Linoleic acid is an essential fatty acid that is of growing interest in the pharmaceutical industry as a precursor of prostaglandin E1. This prostaglandin has been clinically shown to be able to reduce inflammation, including that of rheumatic origin, dilate veins, reduce blood pressure, reduce cholesterol levels and thrombus formation, and relieve depression by acting as a modulator of the nervous system [77]. This fatty acid has been isolated from other endophytes as reported by Carvalho and collaborators [69]. This is the first report of the production of linoleic acid by the endophytic P. capitalensis. The compounds octadecanedioic acid and 9.10 DiHome proposed in this study are derivatives of linoleic acid.

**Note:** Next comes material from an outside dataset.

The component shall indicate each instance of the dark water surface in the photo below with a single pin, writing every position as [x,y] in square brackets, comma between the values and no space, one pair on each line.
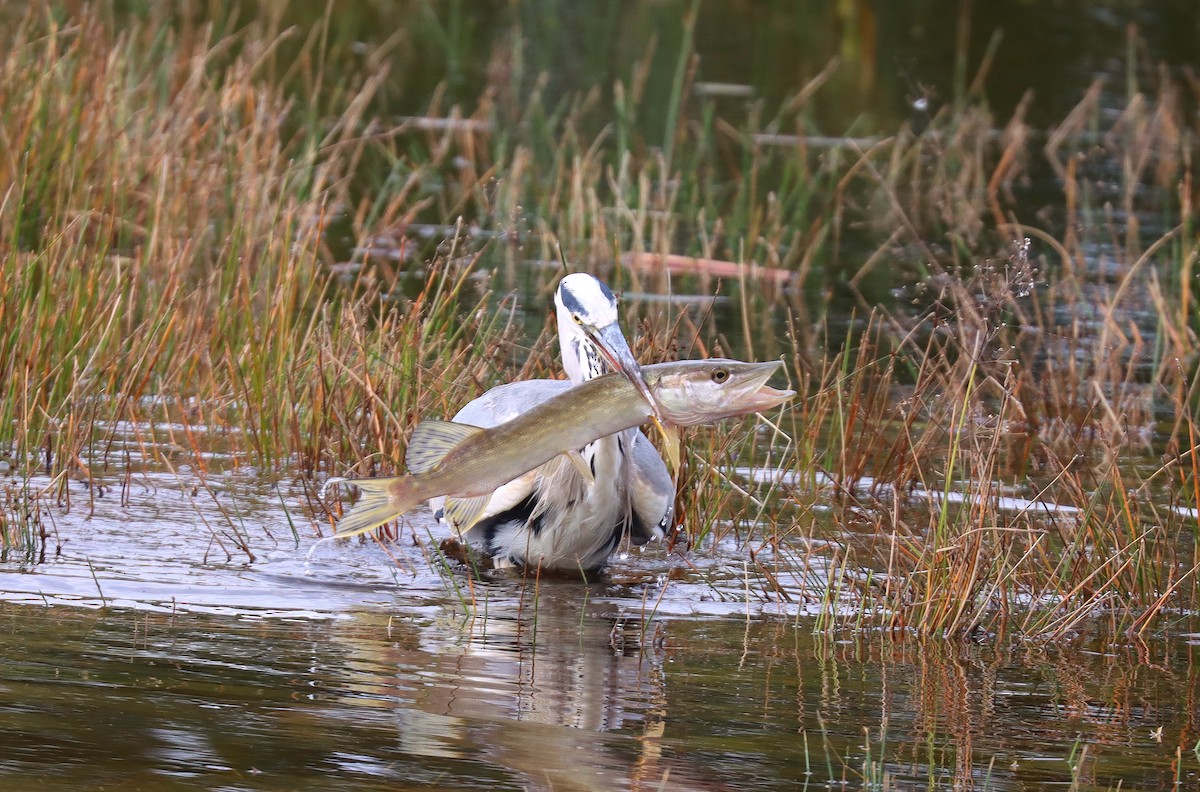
[577,695]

Metaxalone is a skeletal muscle relaxant with low toxicity and can be used along with rest, physical therapy, and other measures, for the relief of discomforts associated with acute, painful, musculoskeletal conditions [78]. We have not found studies that indicate the natural production of metaxalone from any source.

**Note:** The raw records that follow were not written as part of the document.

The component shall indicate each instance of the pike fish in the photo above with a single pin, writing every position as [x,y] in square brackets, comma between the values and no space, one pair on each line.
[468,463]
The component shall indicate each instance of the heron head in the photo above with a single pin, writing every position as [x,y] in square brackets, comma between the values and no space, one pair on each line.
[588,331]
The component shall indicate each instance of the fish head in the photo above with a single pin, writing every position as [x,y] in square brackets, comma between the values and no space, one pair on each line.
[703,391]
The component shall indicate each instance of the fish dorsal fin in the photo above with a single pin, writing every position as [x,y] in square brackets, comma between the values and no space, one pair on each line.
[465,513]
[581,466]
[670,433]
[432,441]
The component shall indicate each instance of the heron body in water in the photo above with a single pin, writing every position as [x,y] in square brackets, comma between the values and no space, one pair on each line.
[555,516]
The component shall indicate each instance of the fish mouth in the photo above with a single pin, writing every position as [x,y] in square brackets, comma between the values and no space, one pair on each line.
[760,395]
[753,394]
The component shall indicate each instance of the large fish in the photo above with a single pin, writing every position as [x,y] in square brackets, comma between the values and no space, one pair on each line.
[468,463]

The present results suggest that P. capitalensis can also produce antiparasitic compounds making them potential producers of trypanocidal and leishmanicidal drugs. It may be that a crude compound from P. capitalensis inhibits the enzymatic activation of gGAPDH (Glyceraldehyde-3-phosphate dehydrogenase) in T. cruzi or the catalytic activity of APRT (Adenine phosphorybosiltransferase) in Leishmania as suggested by Guimarães [79, 77]. It also may inhibit trypanothione reductase (TryR), a key enzyme that helps Trypanosoma and Leishmania parasites maintain a reducing intracellular environment by reducing trypanothione disulphide [80]. Another possible explanation for the observed antiprotozoal activity of the crude fungus extract is the presence of chaulmoogric acid. Based on the observation that chaulmoogric acid was incorporated into the phospholipid and triacylglycerol fractions of the cells of microorganisms, Cabot and Goucher [81] suggested that the anti-microbial properties could result from a “perturbation of membrane process.” Generally speaking, antileishmanial activity acids and esters are more active than corresponding alcohols, which show only marginal activity [72].

Conclusion

Endophytic fungi live within and participate in a complex web of interactions between themselves, the plant host, other endophytes, and phytopathogens. As a result, they produce bioactive compounds that can be useful in combating neglected tropical diseases. The characterization of endophytes present in ornamental plants is still incipient. This is the first report investigating both the diversity of cultivable endophytic fungi present in T. granulosa and the identity of compounds produced by the endophytic fungus P. capitalensis. Although the crude extract of P. capitalensis demonstrates antileishmanial and antitrypanosomal activities, the isolation of the compounds from the extract in this study, together with a study elucidating the mechanistic details for metabolite action in the cellular biochemistry of protozoa, constitute an initial step in understanding of the relationship between metabolites and pathogens.

Funding information

The authors are grateful to CAPES (Coordenação de Aperfeiçoamento de Pessoal de Nível Superior) for scholarships (Finance code 001) and to CNPq (Conselho Nacional de Desenvolvimento Científico e Tecnológico) (307603/2017-2) and the SETI/UGF (TC n.65/2018) for financial support.

Compliance with ethical standards

Conflict of interest

The authors declare that they have no conflict of interest.